Alla vigilia della Prima guerra mondiale il sentimento dominante in Europa, il “topos”, era quello della improbabilità della guerra. Un sentiment che le spregiudicate prese di posizione di molti governanti europei tendono a riproporre

In queste settimane si è tornati a parlare di un libro del 2013 di Christopher Clark sulla genesi della prima guerra mondiale, “I Sonnambuli. Come l’Europa arrivò alla Grande Guerra”, nel quale i leader che portarono i loro paesi in guerra vengono definiti sonnambuli. Cioè attori che incedevano irresistibilmente verso una meta di cui non erano pienamente consapevoli.

Lo studio analizza la dinamica che portò allo scatenamento della Grande Guerra da parte di paesi le cui società, fino ai più alti vertici, rimasero legate fino all’ultimo al topos della “improbabilità della degenerazione” in un conflitto generale della pur grave crisi Austro-Serba.

Oggi la guerra russo-ucraina rischia di provocare una dinamica analoga perché per tutta la seconda metà del 900 e i primi decenni di questo secolo ha dominato la convinzione diffusa, cioè il topos, della impossibilità di un conflitto fra potenze dotate di armi nucleari per l’enormità delle distruzioni che essa comporterebbe e alle quali non sfuggirebbe neanche l’ipotetico vincitore.

Nel concludere la sua analisi sulla genesi della guerra che oppose la potenza dell’Intesa, Francia Gran Bretagna e Russia, a quelle della Triplice Alleanza orbata dalla defezione dell’Italia, Austria-Ungheria e Germania, Clark cita una frase emblematica del topos dell’improbabilità pronunciata nel 1936, sul balcone del municipio di Sarajevo, da Rebecca West, un’opinion leader del mondo anglosassone del suo tempo: “Non capirò mai come sia potuto succedere”.

Una frase che ribadiva, a distanza di più di vent’anni, il sentiment diffuso e largamente prevalente in tutti gli ambienti responsabili delle potenze che poi si trovarono coinvolte nella guerra.

In realtà, quella convinzione rimase dominante sia nei vertici politici che in quelli militari di quei paesi fino all’ultimatum di Vienna alla Serbia.

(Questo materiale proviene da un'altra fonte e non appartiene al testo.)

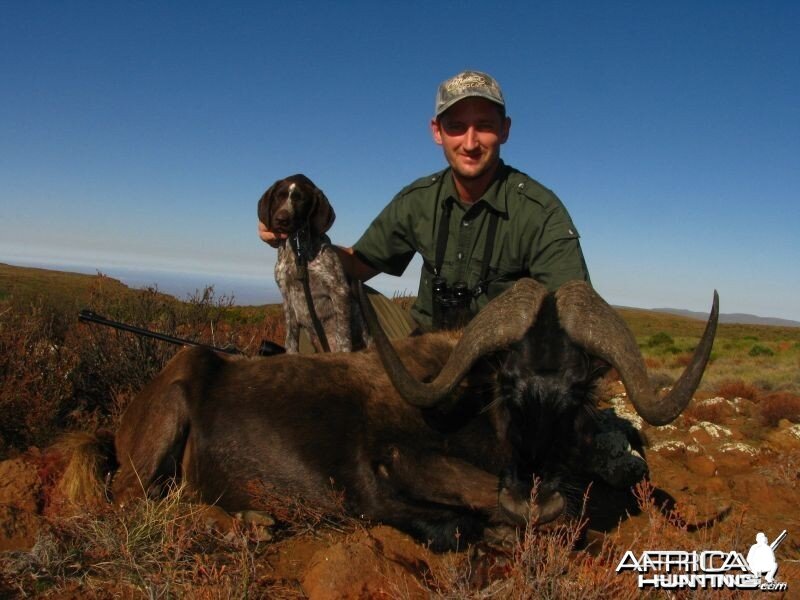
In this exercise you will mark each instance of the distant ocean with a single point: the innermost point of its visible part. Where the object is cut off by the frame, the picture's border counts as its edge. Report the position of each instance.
(245, 290)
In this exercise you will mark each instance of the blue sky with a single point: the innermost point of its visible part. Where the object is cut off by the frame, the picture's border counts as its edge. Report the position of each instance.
(141, 134)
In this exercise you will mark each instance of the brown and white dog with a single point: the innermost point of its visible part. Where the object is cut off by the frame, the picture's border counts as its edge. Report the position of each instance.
(297, 207)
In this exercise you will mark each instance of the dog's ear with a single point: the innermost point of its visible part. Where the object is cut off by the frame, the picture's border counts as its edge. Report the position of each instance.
(265, 205)
(322, 216)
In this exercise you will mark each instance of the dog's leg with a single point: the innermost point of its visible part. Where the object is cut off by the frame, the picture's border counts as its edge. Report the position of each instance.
(340, 303)
(292, 329)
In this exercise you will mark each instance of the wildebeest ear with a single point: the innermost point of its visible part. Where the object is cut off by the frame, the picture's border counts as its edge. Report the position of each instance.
(265, 205)
(322, 215)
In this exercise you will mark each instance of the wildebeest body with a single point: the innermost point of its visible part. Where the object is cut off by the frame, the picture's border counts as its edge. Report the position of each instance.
(218, 429)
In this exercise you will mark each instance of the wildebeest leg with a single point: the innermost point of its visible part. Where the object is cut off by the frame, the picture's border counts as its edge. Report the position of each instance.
(451, 481)
(441, 479)
(340, 299)
(151, 440)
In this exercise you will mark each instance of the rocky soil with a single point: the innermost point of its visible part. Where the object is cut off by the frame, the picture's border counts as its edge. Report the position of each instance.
(716, 460)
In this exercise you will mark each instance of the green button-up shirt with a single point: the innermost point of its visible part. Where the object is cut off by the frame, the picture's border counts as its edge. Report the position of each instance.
(535, 237)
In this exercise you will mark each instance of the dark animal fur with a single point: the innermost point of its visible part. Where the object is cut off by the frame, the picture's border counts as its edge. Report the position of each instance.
(288, 206)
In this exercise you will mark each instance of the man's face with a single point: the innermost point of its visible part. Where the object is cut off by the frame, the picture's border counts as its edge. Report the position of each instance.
(471, 132)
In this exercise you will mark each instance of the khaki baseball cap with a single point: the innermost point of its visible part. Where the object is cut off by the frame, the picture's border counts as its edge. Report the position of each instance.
(467, 84)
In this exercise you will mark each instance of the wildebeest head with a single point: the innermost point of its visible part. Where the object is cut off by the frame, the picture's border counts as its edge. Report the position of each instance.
(584, 320)
(292, 202)
(549, 350)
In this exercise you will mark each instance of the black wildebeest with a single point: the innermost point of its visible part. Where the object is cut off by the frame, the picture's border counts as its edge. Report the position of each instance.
(454, 449)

Fino a quel momento, quegli ambienti, pur dopo l’attentato all’arciduca Francesco Ferdinando, conservando il loro ottimismo sugli sviluppi della crisi non rinunciavano alla tradizionale pausa estiva né alla routine degli scambi internazionali.

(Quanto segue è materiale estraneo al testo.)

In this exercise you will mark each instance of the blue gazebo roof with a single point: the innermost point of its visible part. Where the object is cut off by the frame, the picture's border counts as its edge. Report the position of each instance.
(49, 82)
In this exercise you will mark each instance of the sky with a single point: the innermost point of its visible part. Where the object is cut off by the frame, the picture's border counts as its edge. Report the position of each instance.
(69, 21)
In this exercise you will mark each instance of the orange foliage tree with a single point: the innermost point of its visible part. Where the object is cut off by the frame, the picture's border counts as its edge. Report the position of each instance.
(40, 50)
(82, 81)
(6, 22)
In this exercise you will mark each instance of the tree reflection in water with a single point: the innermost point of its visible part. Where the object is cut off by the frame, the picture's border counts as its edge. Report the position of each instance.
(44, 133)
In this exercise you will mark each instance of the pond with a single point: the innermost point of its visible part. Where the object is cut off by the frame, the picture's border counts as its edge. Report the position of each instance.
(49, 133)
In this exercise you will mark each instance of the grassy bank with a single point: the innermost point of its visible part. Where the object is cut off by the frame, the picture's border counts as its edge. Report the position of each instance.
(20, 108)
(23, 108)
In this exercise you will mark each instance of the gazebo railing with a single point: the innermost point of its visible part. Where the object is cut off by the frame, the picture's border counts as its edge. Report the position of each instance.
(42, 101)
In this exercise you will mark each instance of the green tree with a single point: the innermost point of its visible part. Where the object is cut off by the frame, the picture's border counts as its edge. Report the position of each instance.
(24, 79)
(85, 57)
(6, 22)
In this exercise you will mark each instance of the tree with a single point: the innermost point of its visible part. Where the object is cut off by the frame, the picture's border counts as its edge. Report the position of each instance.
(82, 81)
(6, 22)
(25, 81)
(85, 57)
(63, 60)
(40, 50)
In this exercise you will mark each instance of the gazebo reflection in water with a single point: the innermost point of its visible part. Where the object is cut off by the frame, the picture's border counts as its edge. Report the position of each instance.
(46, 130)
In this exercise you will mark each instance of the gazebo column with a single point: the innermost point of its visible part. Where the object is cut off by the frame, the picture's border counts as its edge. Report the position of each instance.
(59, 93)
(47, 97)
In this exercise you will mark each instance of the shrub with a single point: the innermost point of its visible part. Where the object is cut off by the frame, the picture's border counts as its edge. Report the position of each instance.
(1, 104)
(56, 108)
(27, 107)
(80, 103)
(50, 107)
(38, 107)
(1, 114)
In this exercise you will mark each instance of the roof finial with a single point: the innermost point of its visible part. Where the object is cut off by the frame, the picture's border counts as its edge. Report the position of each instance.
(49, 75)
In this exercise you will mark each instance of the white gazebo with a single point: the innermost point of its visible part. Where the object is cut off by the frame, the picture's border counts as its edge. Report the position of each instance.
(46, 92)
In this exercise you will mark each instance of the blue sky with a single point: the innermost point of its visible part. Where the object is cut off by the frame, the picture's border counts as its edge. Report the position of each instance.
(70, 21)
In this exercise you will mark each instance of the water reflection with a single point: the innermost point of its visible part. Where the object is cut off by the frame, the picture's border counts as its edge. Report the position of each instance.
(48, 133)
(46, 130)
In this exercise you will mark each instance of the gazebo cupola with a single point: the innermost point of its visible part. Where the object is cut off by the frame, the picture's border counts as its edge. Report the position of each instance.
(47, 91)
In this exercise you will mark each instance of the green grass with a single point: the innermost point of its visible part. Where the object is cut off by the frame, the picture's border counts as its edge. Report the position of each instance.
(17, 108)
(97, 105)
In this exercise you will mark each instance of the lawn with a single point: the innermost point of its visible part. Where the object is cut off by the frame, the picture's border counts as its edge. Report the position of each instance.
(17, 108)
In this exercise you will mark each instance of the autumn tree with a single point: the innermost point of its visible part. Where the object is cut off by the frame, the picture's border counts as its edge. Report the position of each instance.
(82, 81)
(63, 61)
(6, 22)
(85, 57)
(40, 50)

Il capo di stato maggiore tedesco Helmut von Moltke (nella foto sotto), per esempio, non interrompeva le sue cure termali a Carlsbad; il kaiser Guglielmo Secondo si metteva in viaggio per la Norvegia il 21 luglio, in piena crisi, mostrando di escludere che potesse degenerare in un vasto conflitto. Analogamente, nel campo opposto, il presidente francese Poincaré, di ritorno con il primo ministro Viviani dalla visita di stato in Russia, trovava fuori luogo l’aver richiamato in Francia alcune unità militari dal Marocco. Il primo ministro inglese Asquith si dedicava, invece, tutto il mese di luglio alla questione dell’Ulster.

Assai meno ottimista, e in sostanza preveggente, era invece un osservatore esterno assai autorevole come il colonnello House, ascoltato consigliere del presidente americano Wilson, al quale già nel maggio del ’14 faceva presente che la corsa degli Europei agli armamenti terrestri e navali avrebbe portato al conflitto. (1)

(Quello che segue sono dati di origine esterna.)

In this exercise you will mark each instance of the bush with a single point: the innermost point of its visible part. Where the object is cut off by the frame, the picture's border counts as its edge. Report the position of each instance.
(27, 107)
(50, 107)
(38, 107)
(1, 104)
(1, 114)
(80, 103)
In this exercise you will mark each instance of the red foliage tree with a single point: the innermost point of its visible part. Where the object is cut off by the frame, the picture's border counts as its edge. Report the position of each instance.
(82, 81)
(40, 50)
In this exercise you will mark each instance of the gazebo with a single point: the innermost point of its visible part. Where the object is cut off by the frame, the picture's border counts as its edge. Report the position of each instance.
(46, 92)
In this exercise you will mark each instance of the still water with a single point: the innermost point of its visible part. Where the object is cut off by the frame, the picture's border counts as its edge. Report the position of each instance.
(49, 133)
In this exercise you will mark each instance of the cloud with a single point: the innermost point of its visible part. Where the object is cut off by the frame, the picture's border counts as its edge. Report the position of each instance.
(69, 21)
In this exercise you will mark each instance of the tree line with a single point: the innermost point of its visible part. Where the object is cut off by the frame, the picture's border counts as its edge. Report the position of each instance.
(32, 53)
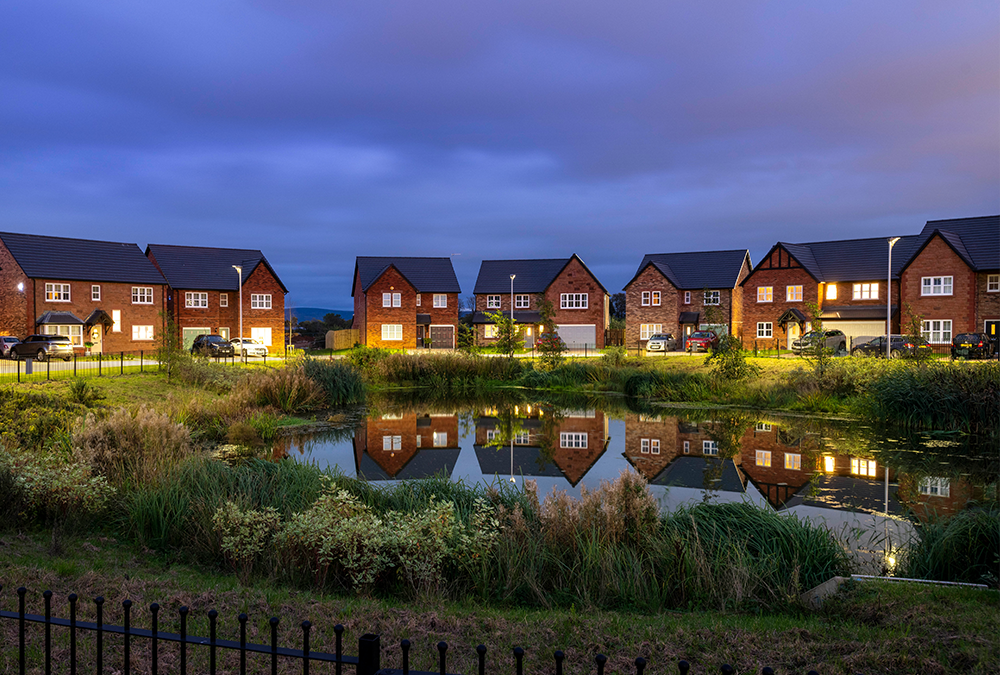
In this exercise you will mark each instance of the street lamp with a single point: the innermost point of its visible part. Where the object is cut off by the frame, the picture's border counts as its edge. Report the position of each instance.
(888, 302)
(239, 271)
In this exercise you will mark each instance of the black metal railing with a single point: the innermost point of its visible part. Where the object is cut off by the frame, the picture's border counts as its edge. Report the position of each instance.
(367, 662)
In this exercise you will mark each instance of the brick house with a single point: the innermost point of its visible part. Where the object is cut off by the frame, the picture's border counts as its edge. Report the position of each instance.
(580, 301)
(951, 280)
(405, 303)
(205, 293)
(844, 279)
(679, 293)
(102, 292)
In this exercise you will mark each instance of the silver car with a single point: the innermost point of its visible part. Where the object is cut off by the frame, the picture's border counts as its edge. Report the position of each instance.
(661, 342)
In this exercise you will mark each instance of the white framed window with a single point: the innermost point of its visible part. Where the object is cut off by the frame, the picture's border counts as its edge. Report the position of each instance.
(865, 292)
(142, 295)
(647, 330)
(936, 285)
(936, 331)
(56, 292)
(74, 332)
(935, 487)
(863, 467)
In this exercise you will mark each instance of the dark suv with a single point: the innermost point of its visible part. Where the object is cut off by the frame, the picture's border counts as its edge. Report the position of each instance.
(212, 345)
(41, 347)
(972, 346)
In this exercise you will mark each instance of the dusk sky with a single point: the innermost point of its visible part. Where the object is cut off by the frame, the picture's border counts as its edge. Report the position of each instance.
(320, 131)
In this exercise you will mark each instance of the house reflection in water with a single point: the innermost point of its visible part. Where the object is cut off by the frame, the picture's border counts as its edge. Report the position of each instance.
(540, 441)
(406, 445)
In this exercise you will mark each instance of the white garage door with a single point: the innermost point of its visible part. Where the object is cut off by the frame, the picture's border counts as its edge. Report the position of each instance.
(859, 331)
(576, 336)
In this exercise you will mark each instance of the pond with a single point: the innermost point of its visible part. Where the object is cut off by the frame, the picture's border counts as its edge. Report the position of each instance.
(867, 485)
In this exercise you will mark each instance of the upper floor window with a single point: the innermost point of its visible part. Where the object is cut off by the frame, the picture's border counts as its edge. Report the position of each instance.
(573, 301)
(865, 292)
(935, 286)
(142, 295)
(56, 292)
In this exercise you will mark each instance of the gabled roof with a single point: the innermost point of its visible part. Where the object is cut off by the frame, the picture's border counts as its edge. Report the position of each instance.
(44, 257)
(427, 275)
(974, 240)
(697, 270)
(207, 268)
(533, 276)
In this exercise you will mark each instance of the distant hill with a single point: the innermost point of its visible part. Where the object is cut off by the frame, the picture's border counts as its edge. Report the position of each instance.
(316, 313)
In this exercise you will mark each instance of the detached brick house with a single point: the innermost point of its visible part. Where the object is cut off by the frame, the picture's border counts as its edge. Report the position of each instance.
(679, 293)
(580, 301)
(845, 279)
(405, 303)
(204, 293)
(103, 292)
(952, 279)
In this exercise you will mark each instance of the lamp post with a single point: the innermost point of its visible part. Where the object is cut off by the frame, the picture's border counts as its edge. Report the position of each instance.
(239, 271)
(888, 302)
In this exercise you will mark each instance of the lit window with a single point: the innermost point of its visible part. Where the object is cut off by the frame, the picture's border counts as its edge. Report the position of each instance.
(142, 295)
(865, 292)
(936, 331)
(56, 292)
(935, 286)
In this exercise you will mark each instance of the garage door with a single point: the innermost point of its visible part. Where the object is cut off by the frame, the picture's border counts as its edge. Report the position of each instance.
(576, 336)
(442, 337)
(859, 331)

È ben noto come la dichiarazione di guerra alla Serbia e la mobilitazione russa avviarono una dinamica di misure militari indifferibili per gli alti comandi dei due campi, smentendo quel topos dell’improbabilità che aveva retto nonostante il perdurare e l’aggravarsi della crisi Austro-Serba. A partire dal 1945, dopo l’impiego dell’arma nucleare contro il Giappone, si è diffusa una convinzione per un certo verso analoga a quella dell’improbabilità del primo Novecento: è “il topos dell’impossibilità” della guerra nucleare.

Dopo le esplosioni di Hiroshima e Nagasaki esso si è imposto saldamente negli ambienti scientifici più responsabili, oltre che in quelli diplomatici e dell’alta politica, culminando nella celebre dichiarazione di Reagan e Gorbaciov a Ginevra nel 1985: “la guerra nucleare non poteva essere vinta e non avrebbe dovuto essere mai combattuta”.

Nella crisi Ucraina il topos che sembra tentennare è quello dell’impossibilità del conflitto nucleare, anche se fin dal primo deflagrare della belligeranza il presidente americano ha escluso ogni ipotesi di intervento diretto delle forze americane, proprio per evitare l’innesto di un’escalation che potesse sfociare in un confronto nucleare. La complicazione, rispetto a questa posizione lineare, è la diversa modalità dell’impegno degli altri paesi NATO nel sostegno all’ “Ucraina aggredita”.

Le forme e le dinamiche di questo sostegno si sono andate evolvendo in un’escalation continua di misure e forniture di mezzi che da difensivi hanno teso ad acquisire progressivamente caratteristiche offensive – con sviluppi i cui limiti vengono dichiarati indefiniti – così come indefinita rimane la potenziale risposta russa, anche se, a più riprese, Mosca non ha escluso il ricorso in estremo all’arma nucleare.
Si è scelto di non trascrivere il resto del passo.